Supporters of Moka Dawkins rally in front of the Ontario Superior Court of Justice on Oct. 25, 2019.
Denio Lourenco/HuffPost Canada
Supporters of Moka Dawkins rally in front of the Ontario Superior Court of Justice on Oct. 25, 2019.

Last October, supporters from Maggie’s Sex Workers Action Group gathered at a Toronto courthouse, where Dawkins was scheduled for a bail hearing on the new charges.

Her lawyers, Michael Ellison and Adele Monaco, argued that the jail erred in its decision not to separate Dawkins from other inmates after her parole was approved.

“It is a standard practice for jails to segregate inmates for a period of 10 days after their parole has been granted to ensure a smooth transition and to prevent any altercations. That did not happen with Ms. Dawkins and these allegations occurred during that period,” Ellison told the court.

Ontario Superior Court Justice Gillian E. Roberts ruled that Dawkins did not pose a risk to reoffend, granting her bail.

“Because of the toxic culture in prison, being trans makes you a target.”

- Moka Dawkins

Since her release, Dawkins has been reconnecting with friends and working at her new job as a harm reduction outreach worker for a group that helps prisoners and ex-prisoners across Canada.
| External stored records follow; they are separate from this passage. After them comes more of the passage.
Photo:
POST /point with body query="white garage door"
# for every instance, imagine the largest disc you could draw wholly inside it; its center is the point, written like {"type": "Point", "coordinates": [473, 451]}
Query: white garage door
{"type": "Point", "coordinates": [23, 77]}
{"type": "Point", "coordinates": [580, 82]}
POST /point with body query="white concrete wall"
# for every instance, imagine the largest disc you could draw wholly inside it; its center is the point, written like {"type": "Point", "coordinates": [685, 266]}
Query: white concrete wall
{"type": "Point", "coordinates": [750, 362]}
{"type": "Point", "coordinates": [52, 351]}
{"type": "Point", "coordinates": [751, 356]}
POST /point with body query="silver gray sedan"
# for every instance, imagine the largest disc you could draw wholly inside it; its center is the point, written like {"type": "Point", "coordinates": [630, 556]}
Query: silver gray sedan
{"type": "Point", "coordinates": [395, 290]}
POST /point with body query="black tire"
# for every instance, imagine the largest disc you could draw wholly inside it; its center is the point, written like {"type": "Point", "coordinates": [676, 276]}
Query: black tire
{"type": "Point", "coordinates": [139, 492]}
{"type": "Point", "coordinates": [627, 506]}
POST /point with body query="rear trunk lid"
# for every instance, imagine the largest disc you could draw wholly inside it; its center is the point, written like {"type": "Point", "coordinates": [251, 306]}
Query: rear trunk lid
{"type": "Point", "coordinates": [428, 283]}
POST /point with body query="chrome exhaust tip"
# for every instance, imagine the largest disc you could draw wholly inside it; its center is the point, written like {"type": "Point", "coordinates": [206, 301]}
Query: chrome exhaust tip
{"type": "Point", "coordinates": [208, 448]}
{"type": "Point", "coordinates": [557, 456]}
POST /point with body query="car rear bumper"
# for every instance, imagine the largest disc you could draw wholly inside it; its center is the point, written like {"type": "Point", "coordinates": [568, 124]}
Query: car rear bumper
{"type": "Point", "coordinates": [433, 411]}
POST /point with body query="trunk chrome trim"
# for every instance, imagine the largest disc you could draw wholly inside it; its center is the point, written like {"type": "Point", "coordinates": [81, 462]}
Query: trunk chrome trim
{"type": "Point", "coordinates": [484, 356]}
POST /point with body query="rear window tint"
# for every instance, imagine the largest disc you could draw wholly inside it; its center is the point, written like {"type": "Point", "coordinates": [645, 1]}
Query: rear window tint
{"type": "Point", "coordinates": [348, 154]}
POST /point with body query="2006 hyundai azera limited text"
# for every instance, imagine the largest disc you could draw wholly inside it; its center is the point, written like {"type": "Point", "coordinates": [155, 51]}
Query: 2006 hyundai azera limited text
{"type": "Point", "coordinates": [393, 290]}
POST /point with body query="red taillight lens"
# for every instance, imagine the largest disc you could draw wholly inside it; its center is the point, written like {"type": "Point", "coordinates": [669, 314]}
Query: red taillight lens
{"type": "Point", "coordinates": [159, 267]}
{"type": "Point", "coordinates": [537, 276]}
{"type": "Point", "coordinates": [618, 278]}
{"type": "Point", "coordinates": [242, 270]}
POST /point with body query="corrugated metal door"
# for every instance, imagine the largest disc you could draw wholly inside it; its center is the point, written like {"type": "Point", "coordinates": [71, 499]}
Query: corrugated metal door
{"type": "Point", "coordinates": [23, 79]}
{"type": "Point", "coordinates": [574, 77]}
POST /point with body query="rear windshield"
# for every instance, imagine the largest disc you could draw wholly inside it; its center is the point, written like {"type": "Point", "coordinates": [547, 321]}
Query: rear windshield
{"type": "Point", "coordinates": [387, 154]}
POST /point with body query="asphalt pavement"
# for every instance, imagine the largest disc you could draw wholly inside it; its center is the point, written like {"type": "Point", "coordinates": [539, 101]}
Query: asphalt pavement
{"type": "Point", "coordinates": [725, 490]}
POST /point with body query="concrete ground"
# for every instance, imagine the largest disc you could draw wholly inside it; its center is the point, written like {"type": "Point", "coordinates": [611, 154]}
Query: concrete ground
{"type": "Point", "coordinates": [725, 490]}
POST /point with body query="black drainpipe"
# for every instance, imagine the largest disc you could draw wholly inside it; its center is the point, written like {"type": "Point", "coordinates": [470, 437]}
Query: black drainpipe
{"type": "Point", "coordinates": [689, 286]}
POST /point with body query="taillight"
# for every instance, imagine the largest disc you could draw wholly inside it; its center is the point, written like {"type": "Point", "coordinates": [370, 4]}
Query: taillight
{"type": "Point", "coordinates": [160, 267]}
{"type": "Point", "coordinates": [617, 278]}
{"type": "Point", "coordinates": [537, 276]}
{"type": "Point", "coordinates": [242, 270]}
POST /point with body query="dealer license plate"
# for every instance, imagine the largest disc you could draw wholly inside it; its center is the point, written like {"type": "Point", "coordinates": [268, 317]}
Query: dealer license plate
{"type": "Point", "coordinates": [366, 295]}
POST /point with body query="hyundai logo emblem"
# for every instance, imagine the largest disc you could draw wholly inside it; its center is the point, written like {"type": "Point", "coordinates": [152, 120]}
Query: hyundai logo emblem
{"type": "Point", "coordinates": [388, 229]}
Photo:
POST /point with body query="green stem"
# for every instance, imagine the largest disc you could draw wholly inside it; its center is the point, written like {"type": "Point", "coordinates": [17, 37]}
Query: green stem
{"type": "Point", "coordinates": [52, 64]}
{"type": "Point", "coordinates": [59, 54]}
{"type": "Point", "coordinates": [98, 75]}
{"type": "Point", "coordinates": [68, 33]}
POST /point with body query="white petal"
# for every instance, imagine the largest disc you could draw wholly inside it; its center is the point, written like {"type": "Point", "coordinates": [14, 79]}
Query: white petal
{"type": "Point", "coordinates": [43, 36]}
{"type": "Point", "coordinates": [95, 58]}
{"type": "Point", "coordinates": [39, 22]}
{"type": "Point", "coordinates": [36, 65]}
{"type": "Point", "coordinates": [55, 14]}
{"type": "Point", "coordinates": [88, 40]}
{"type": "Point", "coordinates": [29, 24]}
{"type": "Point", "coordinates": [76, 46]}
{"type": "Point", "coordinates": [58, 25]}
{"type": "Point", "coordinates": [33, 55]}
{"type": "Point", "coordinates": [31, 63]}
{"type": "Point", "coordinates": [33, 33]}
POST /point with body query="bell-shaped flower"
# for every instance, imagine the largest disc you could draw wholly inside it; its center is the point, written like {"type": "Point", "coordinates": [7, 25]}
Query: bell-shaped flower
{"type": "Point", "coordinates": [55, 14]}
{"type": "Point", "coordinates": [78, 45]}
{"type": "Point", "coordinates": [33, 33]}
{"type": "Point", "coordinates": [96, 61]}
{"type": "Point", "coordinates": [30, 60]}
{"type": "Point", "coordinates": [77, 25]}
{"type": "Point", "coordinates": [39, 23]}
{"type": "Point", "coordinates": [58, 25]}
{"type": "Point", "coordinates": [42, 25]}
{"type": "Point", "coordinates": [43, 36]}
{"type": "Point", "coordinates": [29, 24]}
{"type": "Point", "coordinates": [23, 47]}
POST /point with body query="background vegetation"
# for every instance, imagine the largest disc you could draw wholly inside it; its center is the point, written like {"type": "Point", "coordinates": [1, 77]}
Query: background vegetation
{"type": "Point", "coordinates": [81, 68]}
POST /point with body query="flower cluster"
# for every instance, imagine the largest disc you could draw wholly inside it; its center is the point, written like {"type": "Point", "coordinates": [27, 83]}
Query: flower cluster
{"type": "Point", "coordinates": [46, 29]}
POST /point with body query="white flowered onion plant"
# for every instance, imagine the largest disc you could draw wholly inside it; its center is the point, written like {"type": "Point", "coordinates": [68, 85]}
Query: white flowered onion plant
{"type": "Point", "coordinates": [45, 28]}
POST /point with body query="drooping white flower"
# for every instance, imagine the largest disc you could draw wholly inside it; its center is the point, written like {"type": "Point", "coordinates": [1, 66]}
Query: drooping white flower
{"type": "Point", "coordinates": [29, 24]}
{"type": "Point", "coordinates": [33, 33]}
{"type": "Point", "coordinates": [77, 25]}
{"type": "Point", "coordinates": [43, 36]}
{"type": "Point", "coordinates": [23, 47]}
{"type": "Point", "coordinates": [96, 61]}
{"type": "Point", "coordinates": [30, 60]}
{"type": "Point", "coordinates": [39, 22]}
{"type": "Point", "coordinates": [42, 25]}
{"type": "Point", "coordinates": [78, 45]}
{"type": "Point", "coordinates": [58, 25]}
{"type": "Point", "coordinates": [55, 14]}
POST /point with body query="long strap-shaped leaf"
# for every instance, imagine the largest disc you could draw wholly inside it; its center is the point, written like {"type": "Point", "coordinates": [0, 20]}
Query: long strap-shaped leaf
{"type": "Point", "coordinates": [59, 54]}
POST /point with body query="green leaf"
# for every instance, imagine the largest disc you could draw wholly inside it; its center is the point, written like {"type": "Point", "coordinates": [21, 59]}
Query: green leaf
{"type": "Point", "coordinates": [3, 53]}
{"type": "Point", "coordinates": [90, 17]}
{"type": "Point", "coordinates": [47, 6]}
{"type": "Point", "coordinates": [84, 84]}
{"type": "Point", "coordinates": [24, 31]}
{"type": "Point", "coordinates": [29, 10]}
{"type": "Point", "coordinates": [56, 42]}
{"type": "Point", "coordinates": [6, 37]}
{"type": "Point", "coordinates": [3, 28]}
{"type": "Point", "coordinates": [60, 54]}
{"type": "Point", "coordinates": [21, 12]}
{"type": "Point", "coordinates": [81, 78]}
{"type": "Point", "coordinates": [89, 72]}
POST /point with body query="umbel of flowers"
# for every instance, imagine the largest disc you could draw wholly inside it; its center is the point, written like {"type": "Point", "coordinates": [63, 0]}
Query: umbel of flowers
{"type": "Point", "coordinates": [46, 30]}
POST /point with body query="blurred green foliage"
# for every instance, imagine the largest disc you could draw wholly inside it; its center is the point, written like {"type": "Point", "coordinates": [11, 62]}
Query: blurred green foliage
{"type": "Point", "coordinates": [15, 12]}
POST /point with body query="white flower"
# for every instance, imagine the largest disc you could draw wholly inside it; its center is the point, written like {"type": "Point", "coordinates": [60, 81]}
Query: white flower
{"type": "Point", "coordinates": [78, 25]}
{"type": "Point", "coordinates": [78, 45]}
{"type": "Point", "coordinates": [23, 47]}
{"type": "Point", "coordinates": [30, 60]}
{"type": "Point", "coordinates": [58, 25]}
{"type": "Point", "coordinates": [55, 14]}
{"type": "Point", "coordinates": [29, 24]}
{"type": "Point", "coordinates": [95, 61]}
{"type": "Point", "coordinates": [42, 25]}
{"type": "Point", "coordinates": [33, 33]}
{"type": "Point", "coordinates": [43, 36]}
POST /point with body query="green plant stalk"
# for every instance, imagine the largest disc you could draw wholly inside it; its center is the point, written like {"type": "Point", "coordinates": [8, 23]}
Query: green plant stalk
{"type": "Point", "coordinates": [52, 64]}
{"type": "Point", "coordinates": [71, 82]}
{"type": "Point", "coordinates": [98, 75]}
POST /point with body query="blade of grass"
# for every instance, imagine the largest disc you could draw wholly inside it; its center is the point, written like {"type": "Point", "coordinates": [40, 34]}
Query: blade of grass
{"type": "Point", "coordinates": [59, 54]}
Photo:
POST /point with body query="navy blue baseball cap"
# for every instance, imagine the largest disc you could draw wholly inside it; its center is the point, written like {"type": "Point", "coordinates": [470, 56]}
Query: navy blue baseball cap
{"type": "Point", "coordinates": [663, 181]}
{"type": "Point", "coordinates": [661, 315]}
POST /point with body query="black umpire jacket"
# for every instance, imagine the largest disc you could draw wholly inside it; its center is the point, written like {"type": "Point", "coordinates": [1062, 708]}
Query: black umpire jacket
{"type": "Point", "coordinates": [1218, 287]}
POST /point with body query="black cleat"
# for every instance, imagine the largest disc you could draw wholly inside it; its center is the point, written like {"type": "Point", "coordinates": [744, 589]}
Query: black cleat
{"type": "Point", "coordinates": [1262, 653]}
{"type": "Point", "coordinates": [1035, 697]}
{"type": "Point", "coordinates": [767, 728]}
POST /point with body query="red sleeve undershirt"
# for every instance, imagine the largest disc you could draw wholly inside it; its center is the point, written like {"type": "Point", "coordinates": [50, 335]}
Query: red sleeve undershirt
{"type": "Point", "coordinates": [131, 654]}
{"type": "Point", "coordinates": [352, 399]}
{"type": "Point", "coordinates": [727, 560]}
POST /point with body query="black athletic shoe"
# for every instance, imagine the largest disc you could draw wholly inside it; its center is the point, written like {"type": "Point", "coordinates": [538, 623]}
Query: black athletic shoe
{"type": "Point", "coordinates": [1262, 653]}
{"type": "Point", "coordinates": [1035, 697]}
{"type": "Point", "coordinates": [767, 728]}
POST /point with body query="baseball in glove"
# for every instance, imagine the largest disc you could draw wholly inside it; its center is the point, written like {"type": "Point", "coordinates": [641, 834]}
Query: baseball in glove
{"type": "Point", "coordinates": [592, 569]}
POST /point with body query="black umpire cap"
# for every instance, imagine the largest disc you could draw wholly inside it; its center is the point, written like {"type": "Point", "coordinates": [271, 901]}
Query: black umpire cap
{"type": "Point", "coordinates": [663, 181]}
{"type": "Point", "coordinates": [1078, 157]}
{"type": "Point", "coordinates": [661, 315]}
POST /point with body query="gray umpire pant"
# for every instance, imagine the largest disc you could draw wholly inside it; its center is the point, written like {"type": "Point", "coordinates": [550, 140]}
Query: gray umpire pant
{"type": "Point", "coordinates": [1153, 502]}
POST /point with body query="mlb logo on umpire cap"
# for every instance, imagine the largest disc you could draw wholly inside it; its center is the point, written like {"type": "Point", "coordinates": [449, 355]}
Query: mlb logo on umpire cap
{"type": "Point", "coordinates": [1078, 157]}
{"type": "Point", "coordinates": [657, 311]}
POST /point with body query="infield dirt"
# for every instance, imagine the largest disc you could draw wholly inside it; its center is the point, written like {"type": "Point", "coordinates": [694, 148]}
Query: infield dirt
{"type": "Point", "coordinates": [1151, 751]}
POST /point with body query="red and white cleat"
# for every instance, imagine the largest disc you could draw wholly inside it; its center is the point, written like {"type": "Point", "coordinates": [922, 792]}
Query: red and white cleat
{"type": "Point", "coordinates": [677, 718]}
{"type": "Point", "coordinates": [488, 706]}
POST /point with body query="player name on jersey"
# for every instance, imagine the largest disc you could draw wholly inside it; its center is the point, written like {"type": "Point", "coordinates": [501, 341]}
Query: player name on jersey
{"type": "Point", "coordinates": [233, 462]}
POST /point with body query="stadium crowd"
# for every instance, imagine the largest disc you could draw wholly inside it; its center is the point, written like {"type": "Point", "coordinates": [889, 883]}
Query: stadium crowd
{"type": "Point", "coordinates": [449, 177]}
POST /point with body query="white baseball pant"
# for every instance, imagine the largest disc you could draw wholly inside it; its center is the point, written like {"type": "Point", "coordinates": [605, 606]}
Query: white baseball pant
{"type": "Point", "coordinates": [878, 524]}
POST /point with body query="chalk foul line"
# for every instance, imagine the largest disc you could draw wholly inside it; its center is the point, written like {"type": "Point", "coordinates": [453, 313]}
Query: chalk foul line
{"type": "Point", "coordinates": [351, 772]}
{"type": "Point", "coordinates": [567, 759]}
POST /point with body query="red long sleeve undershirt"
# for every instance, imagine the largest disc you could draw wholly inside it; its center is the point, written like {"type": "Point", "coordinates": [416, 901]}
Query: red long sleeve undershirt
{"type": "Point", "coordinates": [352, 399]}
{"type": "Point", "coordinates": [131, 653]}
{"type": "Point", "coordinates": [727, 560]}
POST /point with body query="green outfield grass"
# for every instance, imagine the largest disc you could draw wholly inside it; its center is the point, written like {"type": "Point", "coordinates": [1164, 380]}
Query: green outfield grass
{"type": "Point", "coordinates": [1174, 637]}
Her human rights complaint against the Ontario Ministry of Community Safety and Correctional Services is expected to be heard sometime this year, though a date has not yet been confirmed.

Dawkins hopes a favourable tribunal decision will help bring improvements to the safety and treatment of trans people within Canada’s correctional institutions. “Cisgender people can blend in with the other inmates, but it’s much harder for trans people. Because of the toxic culture in prison, being trans makes you a target,” she said.

“A lot of the problems that occurred when I was in prison could have been avoided if there were more programs to keep inmates occupied in addition to a safe space for LGBTQ inmates.”